Although Clb2 clearly was able to increase late origin firing in clb5::CLB2 swe1Δ cells, it was not as efficient as in wild-type cells (Fig. 2A). We suspected that this result was due to the presence of Clb6 (in clb5::CLB2 swe1Δ cells), which, like Clb5, initiates S-phase slightly earlier than Clb2 (data not shown). Thus, Clb6 generates replication forks that can replicate through any unfired origins, particularly late-firing origins, and interfere with our ability to observe their activation by Clb2. To address this possibility, we analyzed late origin efficiency in cells lacking Clb6. In clb5Δ clb6Δ and clb5Δ clb6Δ swe1Δ cells, ARS603 initiated with efficiency similar to wild-type cells; thus, late origin activation can be attributed to one or more of the mitotic cyclins present (Clb1–Clb4) (Fig. 2C) (25).

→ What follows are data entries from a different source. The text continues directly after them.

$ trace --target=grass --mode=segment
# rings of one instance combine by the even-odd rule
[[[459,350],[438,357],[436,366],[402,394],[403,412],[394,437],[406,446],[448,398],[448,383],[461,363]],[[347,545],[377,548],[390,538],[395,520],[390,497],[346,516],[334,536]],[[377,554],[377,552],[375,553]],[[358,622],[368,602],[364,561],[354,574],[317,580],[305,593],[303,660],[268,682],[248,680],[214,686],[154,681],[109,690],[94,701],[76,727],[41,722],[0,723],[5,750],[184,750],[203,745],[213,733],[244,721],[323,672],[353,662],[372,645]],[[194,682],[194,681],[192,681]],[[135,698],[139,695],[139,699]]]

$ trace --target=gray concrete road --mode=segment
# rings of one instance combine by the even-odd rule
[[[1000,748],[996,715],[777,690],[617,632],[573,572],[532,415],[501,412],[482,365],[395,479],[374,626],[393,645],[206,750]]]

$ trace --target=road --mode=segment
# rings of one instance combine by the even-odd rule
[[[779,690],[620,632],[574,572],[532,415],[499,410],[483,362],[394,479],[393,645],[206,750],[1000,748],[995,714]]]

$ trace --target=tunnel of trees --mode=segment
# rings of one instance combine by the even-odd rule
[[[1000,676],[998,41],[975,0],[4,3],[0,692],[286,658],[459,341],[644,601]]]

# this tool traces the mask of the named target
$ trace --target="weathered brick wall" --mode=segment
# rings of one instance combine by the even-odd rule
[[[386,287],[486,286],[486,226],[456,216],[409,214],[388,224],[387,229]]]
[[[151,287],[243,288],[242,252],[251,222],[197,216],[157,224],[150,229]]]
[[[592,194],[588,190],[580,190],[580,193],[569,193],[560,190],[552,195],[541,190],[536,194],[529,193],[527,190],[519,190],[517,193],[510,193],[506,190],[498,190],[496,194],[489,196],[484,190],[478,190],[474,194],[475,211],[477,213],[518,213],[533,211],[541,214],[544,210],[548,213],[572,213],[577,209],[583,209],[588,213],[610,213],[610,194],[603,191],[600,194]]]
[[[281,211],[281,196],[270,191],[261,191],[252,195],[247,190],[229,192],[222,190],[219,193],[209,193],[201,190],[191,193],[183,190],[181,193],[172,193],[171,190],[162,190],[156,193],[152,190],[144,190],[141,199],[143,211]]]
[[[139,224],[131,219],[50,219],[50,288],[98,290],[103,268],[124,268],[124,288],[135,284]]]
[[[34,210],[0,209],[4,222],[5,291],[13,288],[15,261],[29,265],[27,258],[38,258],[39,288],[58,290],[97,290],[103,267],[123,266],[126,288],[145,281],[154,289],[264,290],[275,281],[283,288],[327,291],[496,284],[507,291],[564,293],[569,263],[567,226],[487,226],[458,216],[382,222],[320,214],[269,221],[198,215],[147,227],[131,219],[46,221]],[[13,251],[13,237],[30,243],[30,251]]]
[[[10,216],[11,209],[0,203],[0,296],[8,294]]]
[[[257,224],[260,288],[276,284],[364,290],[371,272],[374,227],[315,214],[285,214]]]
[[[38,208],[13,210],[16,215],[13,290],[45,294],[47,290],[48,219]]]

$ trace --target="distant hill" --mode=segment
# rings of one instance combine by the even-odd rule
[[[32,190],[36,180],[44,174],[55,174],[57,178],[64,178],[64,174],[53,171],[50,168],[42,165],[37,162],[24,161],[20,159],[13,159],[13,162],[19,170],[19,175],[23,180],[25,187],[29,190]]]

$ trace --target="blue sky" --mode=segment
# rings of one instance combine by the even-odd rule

In clb5::CLB2 clb6Δ swe1Δ cells, the early S-phase entry wholly depends on Clb2 (Fig. 1A); hence, late origin firing in this strain should be attributable to Clb2. Late origin activation in clb5::CLB2 clb6Δ swe1Δ cells was nearly as efficient as in clb5Δ clb6Δ and clb5Δ clb6Δ swe1Δ cells (Fig. 2C, data not shown for ARS1011), indicating that Clb2 could effectively activate late origins. Similarly, early expressed Clb3 can drive late origin activation, because ARS603 activation was efficient in clb5::CLB3 clb6Δ swe1Δ cells, in which S-phase entry fully depends on early expressed Clb3 (Fig. 2C). To rule out that Clb3 or Clb4 contributed to late origin firing by Clb2 in clb5::CLB2 clb6Δ swe1Δ cells, we analyzed cells also lacking CLB3 and CLB4. Clb2 stimulated initiation of ARS603 in clb3Δ clb4Δ clb5::CLB2 clb6Δswe1Δ cells as efficiently as in clb5Δ clb6Δ and clb5Δ clb6Δ swe1Δ cells (Fig. 2C). Together with recent data indicating that increased Clb6 dosage can drive late origin firing (22), these data demonstrate that early and late-firing replication origins can use any Clb-Cdk1 for activation (however, Clb1 remains untested).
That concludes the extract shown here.